The Press Association, an association of accredited journalists in India, has slammed the PCI for taking a “unilateral” action concerning the matter of maintaining freedom of the press in Kashmir.
PCI asked permission from the Supreme Court to intervene in the petition filed by Anuradha Bhasin, editor of Kashmir Times. This petition filed by Anuradha Bhasin demands the end of the communication blockade in Kashmir post abrogation of the Articles 370 and 35A. PCI said the media clampdown is in “national interest” backing the media clampdown in Kashmir, claiming it to be necessary to “protect the integrity and sovereignty of the nation.”

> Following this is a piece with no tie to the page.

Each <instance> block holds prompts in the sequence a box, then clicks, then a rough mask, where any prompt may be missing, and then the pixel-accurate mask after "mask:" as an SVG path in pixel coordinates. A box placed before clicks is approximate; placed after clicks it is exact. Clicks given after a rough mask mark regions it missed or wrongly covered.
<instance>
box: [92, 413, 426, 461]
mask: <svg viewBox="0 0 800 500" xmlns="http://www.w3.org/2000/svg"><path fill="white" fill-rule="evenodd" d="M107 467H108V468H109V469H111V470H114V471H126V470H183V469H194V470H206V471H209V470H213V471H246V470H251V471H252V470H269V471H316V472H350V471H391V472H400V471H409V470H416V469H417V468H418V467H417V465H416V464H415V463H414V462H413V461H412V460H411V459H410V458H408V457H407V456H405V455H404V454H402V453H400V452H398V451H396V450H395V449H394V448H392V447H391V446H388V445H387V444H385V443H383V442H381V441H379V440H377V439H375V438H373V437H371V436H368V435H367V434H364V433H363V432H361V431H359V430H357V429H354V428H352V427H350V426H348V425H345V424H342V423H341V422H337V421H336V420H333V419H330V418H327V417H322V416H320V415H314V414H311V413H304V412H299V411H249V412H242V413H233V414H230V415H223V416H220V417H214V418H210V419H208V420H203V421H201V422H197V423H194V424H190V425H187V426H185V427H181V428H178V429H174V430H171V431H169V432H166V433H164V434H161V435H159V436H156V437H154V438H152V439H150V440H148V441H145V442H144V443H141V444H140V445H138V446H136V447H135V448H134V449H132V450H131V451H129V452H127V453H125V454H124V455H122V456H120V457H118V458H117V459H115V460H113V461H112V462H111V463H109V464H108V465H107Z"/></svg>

Two members of PCI, who are also the members of Press Association told The Wire, that they had in fact not even been consulted in this matter. Even though there was a meeting about the prevailing situation in Kashmir, they said that the matter of the writ petition was not even mentioned, let alone consulted with.
Jaishankar Gupta is president of the association and C.K. Nayak is the general secretary. In a written statement, they uncovered that the full council met on August 22 for the entire day but there was “no mention” of the writ petition.
They claimed that the petition filed by Anuradha Bhasin was in fact in accordance with the two main objectives of the PCI- maintaining freedom of the press, and upholding standards of journalism. Considering that no newspaper could function, nor any agency since August 5, the PCI should not have intervened with this petition.
Anuradha Bhasin’s petition demands the immediate relaxation of all restrictions on mobile, internet and landline services; relaxation of restrictions on the free movement of journalists and media personnel in the state.
Calling PCI’s intervention backing media limitations “a shameful abdication of its responsibilities,” Krishna Prasad had called out at the move, saying it was an irresponsible stand by the council which is intended to uphold the integrity of journalism.
“If the Press Council – set up by an act of parliament i.e. in the name of the people – sees a free and open media as a threat to the nation’s ‘sovereignty’, and if it believes readers and viewers can and ought to be kept in the dark in special situations, it is a sad day for Indian democracy, although it would not surprise anybody that things have come to such a pass,” he told The Wire on Friday.